Our conversation seems to return to that sense of urgency – of needing music, art, to live. Again, this translates best through her connection to performing. Not having performed since joining Gorillaz on tour in 2018, Beth speaks with a romantic passion on how much she has missed it. ‘I remember going to see Primal Scream in Paris, and I remember feeling very emotional when I saw the great connection between the audience and the band,’ she explains. ‘I shared with Bobby [Gillespie, of Primal Scream] my thoughts on that – that I felt very emotional. He said, ‘Oh yeah yeah, it’s like seeing an old love isn’t it, when you haven’t been on stage for a while.’ And I thought that was a very beautiful way to say it, it was exactly how it felt.’ There is a very authentic, grounded poeticism to this anecdote when reflecting on the album title, though it seems even now too cliche to force that forward.

One thing that does feel prevalent in other interviews with Beth, is this need to interpret and force subjectivity on the topics covered on TO LOVE IS TO LIVE. ‘I can’t really resent that,’ Beth tells us, seemingly already quite sure of her answer, aware of the problem. ‘I’m fine with people having their own interpretations of the songs. What I don’t like is when people now try to force on me, on the license of my own songs, or to look at my songs through the prism of today’s morals of politics, and expect me to have a strong stand that is hopefully the same as theirs.’

‘I feel sometimes uncomfortable, when a line is drawn on the ground and I am supposedly standing on the right side of the fence,’ she continues. ‘I feel that I am human, and humanity is evil and full of loathing. It’s not because I am defending evil, but artistically I am interested in embodying both sides. I’m not necessarily portraying myself as this perfect being who is right all the time, like, How Could You is a song about jealousy and I have difficulties with jealousy as a feeling because I feel that the jealous person thinks that they are right, and jealousy gives them credibility or that feeling that overpowers everybody else’s feeling. There is a brilliant song by Marianne Faithfull called Why D’ya Do It, which talks about that. It’s about that violence of jealousy, the jealous woman says she has been cheated on and says these horrid horrid things, and becomes worse than the actual act. It’s sort of rude evil.’

Considering her worldview approach to songwriting and exploration, as well as the layers of narrative threads voiced through the record, it feels natural to wonder just how much of the record is directly autobiographical, and how much is part of this objective extension of the general human experience. ‘I think it’s both to be honest,’ Beth responds. ‘Innocence talks about the sickness of being human, or the sickness of humanity, and that doesn’t define me completely.

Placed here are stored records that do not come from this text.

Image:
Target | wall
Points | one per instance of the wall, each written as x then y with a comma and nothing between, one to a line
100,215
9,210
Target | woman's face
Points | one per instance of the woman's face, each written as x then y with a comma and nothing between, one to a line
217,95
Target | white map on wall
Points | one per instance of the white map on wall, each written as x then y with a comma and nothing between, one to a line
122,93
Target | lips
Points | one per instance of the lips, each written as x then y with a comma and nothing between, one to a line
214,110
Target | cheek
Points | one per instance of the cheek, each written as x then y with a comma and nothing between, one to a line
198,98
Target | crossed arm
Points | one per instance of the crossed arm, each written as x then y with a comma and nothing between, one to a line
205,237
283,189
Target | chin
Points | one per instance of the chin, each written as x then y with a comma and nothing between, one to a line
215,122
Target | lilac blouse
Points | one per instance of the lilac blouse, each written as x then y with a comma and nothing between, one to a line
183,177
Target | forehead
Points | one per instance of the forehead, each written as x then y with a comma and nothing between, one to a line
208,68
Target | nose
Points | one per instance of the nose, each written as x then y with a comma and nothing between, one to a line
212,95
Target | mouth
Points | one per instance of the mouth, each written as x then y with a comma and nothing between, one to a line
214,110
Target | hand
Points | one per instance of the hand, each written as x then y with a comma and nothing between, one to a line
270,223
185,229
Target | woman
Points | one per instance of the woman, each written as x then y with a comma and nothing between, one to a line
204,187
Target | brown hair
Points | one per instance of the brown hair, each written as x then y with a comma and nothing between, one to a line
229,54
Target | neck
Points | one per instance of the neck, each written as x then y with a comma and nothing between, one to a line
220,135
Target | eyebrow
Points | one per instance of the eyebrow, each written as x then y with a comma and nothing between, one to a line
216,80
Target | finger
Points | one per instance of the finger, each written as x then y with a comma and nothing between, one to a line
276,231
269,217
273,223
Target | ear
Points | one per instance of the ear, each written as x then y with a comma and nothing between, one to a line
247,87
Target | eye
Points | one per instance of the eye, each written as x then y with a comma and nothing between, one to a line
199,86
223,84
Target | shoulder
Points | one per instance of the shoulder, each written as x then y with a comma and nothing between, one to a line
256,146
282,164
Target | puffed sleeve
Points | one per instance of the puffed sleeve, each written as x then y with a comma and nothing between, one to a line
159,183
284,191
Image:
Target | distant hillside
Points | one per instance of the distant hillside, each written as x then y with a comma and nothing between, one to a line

But it would be a part of me sometimes, and something that I have experienced.’ Continuing, Beth’s relationship with her work returns to this essence of spirituality, of deep connection. ‘I don’t say this record is me or it will be me forever, it is just transient things that go through me, and also that are passing from other people through me,’ she explains. ‘In a way fiction is interesting, because fiction is powerful. Sometimes telling stories has more impact than writing an essay about things, because it is part of the land of the imagination. Like how dreams can change our perceptions, imaginations play a very important role in the change of our consciousness, so sometimes I feel that fiction needs to be taught. You have to bring fiction so you can conflict, or bring an alternative to the common narrative, to bring another narrative.’

Linking this idea of the importance of fiction to the higher intelligence she earlier attributes to performance, Beth agrees, stating ‘I think it belongs to the same thing, because they’re not about analysing, they’re about feeling light. I try to never start with a postular or an idea, I try to start with an impulsion of feeling or an experience.’ The last sentiment rings true through the album. The death of a hero led to an impulsion of urgency, a feeling gripped tightly by Beth, that became the driving force of such a powerful record.